"Qui non est hodie cras minus aptus erit", schmetterte FPÖ-Klubobmann Herbert Kickl am Mittwoch Finanzminister Gernot Blümel im Nationalrat entgegen. Das Zitat stammt vom römischen Dichter Ovid, den Blümel angeblich zum Ausgleich gerne in der Mittagspause liest, und bedeutet übersetzt: Wer heute nicht geeignet ist, wird es morgen noch weniger sein.

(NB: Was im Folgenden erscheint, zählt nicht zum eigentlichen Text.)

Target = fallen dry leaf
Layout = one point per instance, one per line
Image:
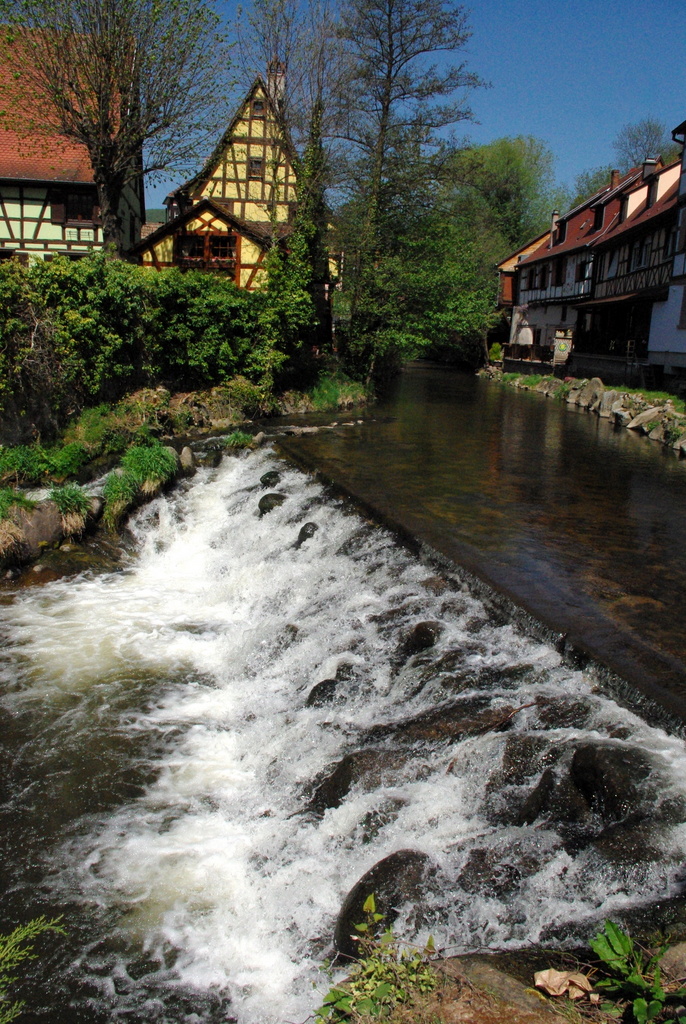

Möglicherweise hat sich Norbert Hofer, der Dritte Nationalratspräsident und formal eigentlich der FPÖ-Chef, kurz gefragt, ob das Zitat nicht auch auf ihn gemünzt ist. Dass die Freiheitlichen nach der Selbstentblößung ihrer ehemaligen Spitze auf Ibiza schon wieder - oder richtiger: immer noch - ein politischer Faktor sind, haben sie Kickl zu verdanken (und den Fehlern der Konkurrenz). Der Ex-Innenminister verfügt über das strategische Können, die rhetorische Schärfe sowie die notwendige Rücksichtslosigkeit, um die Blauen als Sammelbecken aller Unzufriedenen und Enttäuschten zu positionieren.

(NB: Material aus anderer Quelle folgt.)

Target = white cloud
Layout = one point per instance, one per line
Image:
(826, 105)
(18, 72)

Von daher sollte sich die politische Konkurrenz vom Ergebnis der Wien-Wahl am Sonntag nicht täuschen lassen: Das Ausmaß des Absturzes - Umfragen prognostizieren der FPÖ den Verlust von zwei Dritteln ihrer Wähler - spiegelt die tatsächliche Stärke nicht wider. Da ist mit Dominik Nepp ein farbloser Spitzenkandidat, der von der Bundespartei im Angesicht des Debakels allein gelassen wird. Vor allem aber fischt mit Heinz-Christian Strache der langjährige blaue Superstar jetzt auf eigene Rechnung - politisch wie finanziell - im freiheitlichen Stimmenteich.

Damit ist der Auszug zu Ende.